Patients typically present in infancy with profound hyperphagia and rapid weight gain, secondary adrenal insufficiency manifesting as hypoglycaemia and seizures, and hypopigmentation with red hair. Apneas and central hypothyroidism may also occur as part of the POMC deficiency spectrum.
Autosomal recessive inheritance is supported by reports of 26 probands across more than 20 unrelated families with homozygous or compound heterozygous POMC variants (PMID:33666293). No significant segregation in heterozygous relatives has been observed, consistent with obligate biallelic deficiency.

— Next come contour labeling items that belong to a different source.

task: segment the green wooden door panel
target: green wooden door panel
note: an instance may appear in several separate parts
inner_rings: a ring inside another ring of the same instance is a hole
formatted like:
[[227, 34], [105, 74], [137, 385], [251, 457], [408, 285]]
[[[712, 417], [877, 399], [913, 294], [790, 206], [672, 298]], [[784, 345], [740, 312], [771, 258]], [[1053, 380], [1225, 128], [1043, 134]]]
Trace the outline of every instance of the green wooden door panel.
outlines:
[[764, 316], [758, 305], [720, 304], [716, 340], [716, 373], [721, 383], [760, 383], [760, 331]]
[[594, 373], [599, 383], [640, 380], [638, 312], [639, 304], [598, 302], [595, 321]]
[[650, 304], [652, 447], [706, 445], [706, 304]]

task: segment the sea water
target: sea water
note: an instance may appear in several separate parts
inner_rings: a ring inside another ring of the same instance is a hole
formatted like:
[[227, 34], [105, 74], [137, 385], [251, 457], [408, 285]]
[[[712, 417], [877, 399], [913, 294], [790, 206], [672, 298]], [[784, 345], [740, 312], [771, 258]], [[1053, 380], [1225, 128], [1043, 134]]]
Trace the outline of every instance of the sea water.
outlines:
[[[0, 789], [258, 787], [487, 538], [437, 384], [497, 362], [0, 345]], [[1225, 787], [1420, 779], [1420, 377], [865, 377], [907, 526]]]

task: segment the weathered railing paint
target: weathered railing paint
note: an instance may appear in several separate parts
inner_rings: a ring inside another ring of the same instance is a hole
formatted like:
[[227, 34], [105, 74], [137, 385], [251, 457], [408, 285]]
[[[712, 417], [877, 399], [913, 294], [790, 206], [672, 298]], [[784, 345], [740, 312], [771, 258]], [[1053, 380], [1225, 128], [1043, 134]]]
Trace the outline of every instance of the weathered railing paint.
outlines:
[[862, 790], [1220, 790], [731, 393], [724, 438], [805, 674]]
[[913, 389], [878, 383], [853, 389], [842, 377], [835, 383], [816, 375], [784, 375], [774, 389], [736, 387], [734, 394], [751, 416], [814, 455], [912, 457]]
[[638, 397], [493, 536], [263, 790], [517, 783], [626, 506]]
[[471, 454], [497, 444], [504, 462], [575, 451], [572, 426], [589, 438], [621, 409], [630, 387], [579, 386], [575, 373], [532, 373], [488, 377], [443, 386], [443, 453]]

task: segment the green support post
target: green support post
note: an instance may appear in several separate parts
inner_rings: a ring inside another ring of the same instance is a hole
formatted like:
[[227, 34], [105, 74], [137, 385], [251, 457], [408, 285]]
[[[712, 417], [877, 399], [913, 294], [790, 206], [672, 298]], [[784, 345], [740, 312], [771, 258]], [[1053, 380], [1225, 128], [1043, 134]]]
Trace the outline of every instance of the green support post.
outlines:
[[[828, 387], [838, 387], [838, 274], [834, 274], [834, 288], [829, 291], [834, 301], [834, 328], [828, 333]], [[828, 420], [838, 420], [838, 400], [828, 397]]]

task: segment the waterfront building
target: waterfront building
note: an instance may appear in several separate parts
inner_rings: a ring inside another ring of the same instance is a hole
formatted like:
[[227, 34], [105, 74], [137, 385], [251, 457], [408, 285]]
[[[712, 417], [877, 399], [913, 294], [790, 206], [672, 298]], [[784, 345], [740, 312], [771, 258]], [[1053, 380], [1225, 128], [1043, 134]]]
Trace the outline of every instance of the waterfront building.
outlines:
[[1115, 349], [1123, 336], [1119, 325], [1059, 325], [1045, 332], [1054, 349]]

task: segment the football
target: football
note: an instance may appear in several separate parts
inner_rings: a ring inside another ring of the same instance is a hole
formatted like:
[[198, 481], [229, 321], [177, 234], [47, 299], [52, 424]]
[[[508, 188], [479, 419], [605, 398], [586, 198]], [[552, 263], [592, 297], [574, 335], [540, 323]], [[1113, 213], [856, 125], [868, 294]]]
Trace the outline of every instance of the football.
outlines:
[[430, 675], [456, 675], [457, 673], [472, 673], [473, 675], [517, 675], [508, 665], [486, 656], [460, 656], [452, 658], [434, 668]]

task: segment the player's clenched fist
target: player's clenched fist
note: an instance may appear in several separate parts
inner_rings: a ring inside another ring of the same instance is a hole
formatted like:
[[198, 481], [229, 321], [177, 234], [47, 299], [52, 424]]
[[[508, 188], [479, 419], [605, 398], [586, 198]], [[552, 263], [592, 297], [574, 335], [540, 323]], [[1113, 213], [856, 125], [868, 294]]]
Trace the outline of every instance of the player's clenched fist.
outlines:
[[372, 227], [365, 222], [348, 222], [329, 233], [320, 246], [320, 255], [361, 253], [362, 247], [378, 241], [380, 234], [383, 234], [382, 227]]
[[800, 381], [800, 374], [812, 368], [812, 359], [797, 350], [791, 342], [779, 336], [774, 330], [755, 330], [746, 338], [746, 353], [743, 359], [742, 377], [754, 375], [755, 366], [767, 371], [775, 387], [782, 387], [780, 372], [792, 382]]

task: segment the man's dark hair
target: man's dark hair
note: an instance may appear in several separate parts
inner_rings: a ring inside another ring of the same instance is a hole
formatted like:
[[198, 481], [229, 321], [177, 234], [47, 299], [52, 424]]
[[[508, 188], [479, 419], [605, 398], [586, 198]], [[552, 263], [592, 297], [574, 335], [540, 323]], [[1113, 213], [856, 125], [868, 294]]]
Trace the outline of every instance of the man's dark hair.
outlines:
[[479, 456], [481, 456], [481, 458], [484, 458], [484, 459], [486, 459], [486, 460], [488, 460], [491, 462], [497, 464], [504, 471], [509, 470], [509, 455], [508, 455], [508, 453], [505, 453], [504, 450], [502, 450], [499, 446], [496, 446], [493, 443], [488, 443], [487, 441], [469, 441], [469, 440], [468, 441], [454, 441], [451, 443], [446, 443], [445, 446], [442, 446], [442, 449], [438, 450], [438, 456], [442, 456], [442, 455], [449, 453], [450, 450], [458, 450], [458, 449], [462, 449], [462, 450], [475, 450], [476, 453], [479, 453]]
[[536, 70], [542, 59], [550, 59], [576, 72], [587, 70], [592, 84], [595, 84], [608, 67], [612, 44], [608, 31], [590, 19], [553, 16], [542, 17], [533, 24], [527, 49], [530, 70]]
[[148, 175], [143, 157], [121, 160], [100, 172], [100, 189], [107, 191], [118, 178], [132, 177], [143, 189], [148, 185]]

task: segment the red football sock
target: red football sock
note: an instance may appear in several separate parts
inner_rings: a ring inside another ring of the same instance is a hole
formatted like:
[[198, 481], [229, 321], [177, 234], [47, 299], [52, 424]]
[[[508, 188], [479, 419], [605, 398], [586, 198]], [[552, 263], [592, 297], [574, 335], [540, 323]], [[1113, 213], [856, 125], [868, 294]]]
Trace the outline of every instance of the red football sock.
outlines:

The variant spectrum includes frameshift, nonsense, splice-donor, and 5′-UTR mutations. A recurrent homozygous c.206del (p.Pro69LeufsTer2) variant has been identified in consanguineous pedigrees (PMID:28739551). Compound heterozygosity for the 5′-UTR splice mutation c.-11C>A and the nonsense p.Trp84Ter has further delineated genotype–phenotype correlations (PMID:23431750)
Functional studies demonstrate that c.-11C>A reduces POMC mRNA levels and allows only ~17% residual translation, while frameshift and nonsense alleles abolish production of bioactive ACTH and α-MSH (PMID:27906547, PMID:12165561). These data confirm haploinsufficiency and loss‐of‐function as the mechanism of disease.
Heterozygous POMC variants alone do not cause monogenic obesity, though carriers may have modestly elevated body mass index, underscoring the necessity of biallelic hits for full POMC deficiency (PMID:37092539).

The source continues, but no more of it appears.